El jardín de doña Esperanza. Fernando González
Visto lo visto, oído lo oído y certificadas tantas corruptelas, la Comunidad de Madrid se asemeja a un botánico plantado de árboles fabulosos. De sus poderosas ramas cuelgan suculentos frutos de contratas públicas amañadas, recalificaciones interesadas de terrenos, tráficos de influencias, blanqueo de dinero negro, comisiones fraudulentas, tarjetas opacas y consejos de administración. Para comerse estas delicias prohibidas, al ladrón vocacional le bastaría con procurarse una escalera en el almacén de su partido político y ascender por ella hasta alcanzar la altura precisa. La extensión del jardín, la espesura de la arboleda y la falta de vigilancia garantizarían la impunidad al delincuente.

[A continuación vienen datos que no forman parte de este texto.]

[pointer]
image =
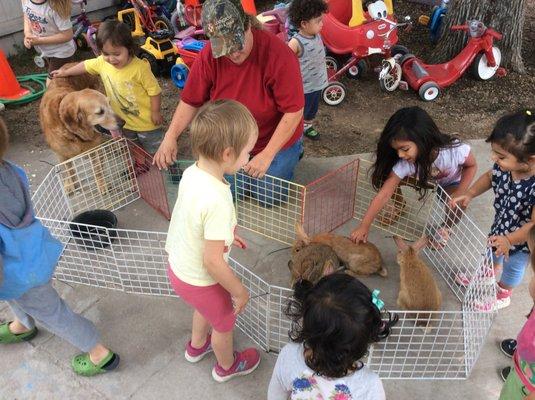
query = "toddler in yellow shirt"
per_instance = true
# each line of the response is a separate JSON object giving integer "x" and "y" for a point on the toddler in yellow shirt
{"x": 132, "y": 89}
{"x": 201, "y": 233}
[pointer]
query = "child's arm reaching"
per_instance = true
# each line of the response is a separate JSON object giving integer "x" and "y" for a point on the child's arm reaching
{"x": 480, "y": 186}
{"x": 294, "y": 45}
{"x": 503, "y": 243}
{"x": 467, "y": 175}
{"x": 27, "y": 32}
{"x": 155, "y": 114}
{"x": 220, "y": 271}
{"x": 77, "y": 69}
{"x": 360, "y": 234}
{"x": 60, "y": 37}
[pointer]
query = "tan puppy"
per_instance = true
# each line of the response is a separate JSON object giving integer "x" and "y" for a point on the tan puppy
{"x": 417, "y": 289}
{"x": 72, "y": 113}
{"x": 360, "y": 259}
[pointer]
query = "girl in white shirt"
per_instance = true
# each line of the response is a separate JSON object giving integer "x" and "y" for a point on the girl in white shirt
{"x": 411, "y": 145}
{"x": 334, "y": 322}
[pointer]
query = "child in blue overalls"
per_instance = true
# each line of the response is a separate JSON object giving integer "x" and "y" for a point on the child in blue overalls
{"x": 28, "y": 257}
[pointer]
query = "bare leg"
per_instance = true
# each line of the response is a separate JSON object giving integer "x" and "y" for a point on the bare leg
{"x": 223, "y": 348}
{"x": 199, "y": 330}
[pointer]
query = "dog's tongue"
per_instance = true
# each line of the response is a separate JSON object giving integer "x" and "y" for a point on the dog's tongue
{"x": 116, "y": 133}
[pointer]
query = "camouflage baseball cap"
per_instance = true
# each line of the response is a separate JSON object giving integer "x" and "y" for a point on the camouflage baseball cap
{"x": 222, "y": 21}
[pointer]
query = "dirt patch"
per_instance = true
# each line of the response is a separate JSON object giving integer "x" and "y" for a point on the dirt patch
{"x": 468, "y": 108}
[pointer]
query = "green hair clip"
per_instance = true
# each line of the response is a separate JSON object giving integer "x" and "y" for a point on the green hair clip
{"x": 376, "y": 300}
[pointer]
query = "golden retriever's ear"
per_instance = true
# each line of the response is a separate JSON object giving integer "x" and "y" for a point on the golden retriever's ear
{"x": 73, "y": 118}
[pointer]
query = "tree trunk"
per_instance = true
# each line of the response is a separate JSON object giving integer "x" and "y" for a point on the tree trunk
{"x": 504, "y": 16}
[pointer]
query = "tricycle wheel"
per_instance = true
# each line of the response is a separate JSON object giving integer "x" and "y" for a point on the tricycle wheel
{"x": 153, "y": 62}
{"x": 357, "y": 70}
{"x": 390, "y": 82}
{"x": 398, "y": 49}
{"x": 429, "y": 91}
{"x": 334, "y": 93}
{"x": 331, "y": 63}
{"x": 481, "y": 70}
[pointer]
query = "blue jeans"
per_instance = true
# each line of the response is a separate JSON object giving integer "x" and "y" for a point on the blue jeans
{"x": 268, "y": 191}
{"x": 43, "y": 304}
{"x": 312, "y": 101}
{"x": 513, "y": 268}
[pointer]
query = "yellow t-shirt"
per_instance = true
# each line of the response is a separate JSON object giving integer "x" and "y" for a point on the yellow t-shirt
{"x": 128, "y": 90}
{"x": 203, "y": 211}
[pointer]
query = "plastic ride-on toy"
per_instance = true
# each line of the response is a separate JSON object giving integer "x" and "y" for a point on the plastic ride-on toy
{"x": 158, "y": 49}
{"x": 429, "y": 79}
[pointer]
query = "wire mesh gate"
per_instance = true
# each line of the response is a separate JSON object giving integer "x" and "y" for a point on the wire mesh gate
{"x": 116, "y": 174}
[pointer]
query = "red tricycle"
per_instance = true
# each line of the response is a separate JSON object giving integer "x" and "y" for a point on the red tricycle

Aunque ahora andemos de recortes y sacrificios presupuestarios, hubo un tiempo de bonanza económica en el que todo era posible. La recaudación fiscal alcanzaba por entonces cifras multimillonarias y la caja pública rebosaba de euros. Los dirigentes de la época podían permitirse abundantes inversiones y algún que otro dispendio del que ahora se avergüenzan. El fenómeno se apoyó en la actividad inmobiliaria y en el dinamismo expansivo en los sectores mercantil e industrial. Había mucho dinero y muchas cosas por hacer, una combinación perfecta que movilizó a las empresas privadas y promovió una competencia feroz entre ellas.
Muchos de aquellos proyectos dependían directamente de los regidores municipales y autonómicos, que administraban los capitales necesarios para financiarlos o las licencias imprescindibles para explotarlos. A poco que se despistara el político, en su despacho oficial se colaban los cazadores de fortuna, los intermediarios del chalaneo, los corruptores de guante blanco y algún recomendado de “ese que tú sabes”. La mayoría de los tocados, gente honesta y responsable, se apercibían a tiempo de la impostura, pero otros se dejaban acariciar a cambio de chucherías carísimas, espléndidos deportivos, maletines repletos de billetes de quinientos euros o cuentas cifradas en los paraísos fiscales más remotos.
Cerrado el trueque, sobre las huertas del pueblo se construían adosados, empresas sin credenciales se adjudicaban los contratos más rentables y la panda habitual de amiguetes se encargaba de organizar las fiestas populares y los actos del partido. Se creían inmunes y a salvo de cualquier contratiempo, pero cuando los civiles de la UCO se los llevaban presos, se confesaban compungidos a los suyos: “la carne es débil, la vida es muy corta y a lo hecho pecho”. Cualquiera diría que esto malhechores eran invisibles o vivían en un mundo habitado por ciegos, sordos y mudos.
Nadie veía nada, nadie escuchaba nada y nadie delataba las correrías de los sospechosos. A nadie le extrañaba el tren de vida de sus compañeros de partido y nadie les preguntaba por el cortejo de tipos que siempre iba con ellos. Tampoco se enteró de nada doña Esperanza Aguirre. Ahora podrá decir lo que quiera, pero las alarmas venían sonando desde mucho tiempo antes. Recuérdelo doña Esperanza: Correa y sus compinches se afincaron en el patio trasero de su Partido Popular y atraparon en sus redes a varios miembros de su equipo gubernamental y a los alcaldes más representativos del Corredor Norte, el más rico y próspero de la Comunidad.
Cierto es que usted se paseó con las cabezas cortadas de los procesados, pero a la más lista del lugar se le había colado la corrupción en casa. Las últimas detenciones, que incluyen en el saco penitenciario al que fuera su hombre de confianza, llueven sobre mojado. No le hablamos del pasado, los presuntos delitos que se les imputan se han perpetrado recientemente. No basta con cortar las malas hierbas y la maleza que crecen en su jardín político, hay que replantarlo y cambiar al jardinero, señora Aguirre.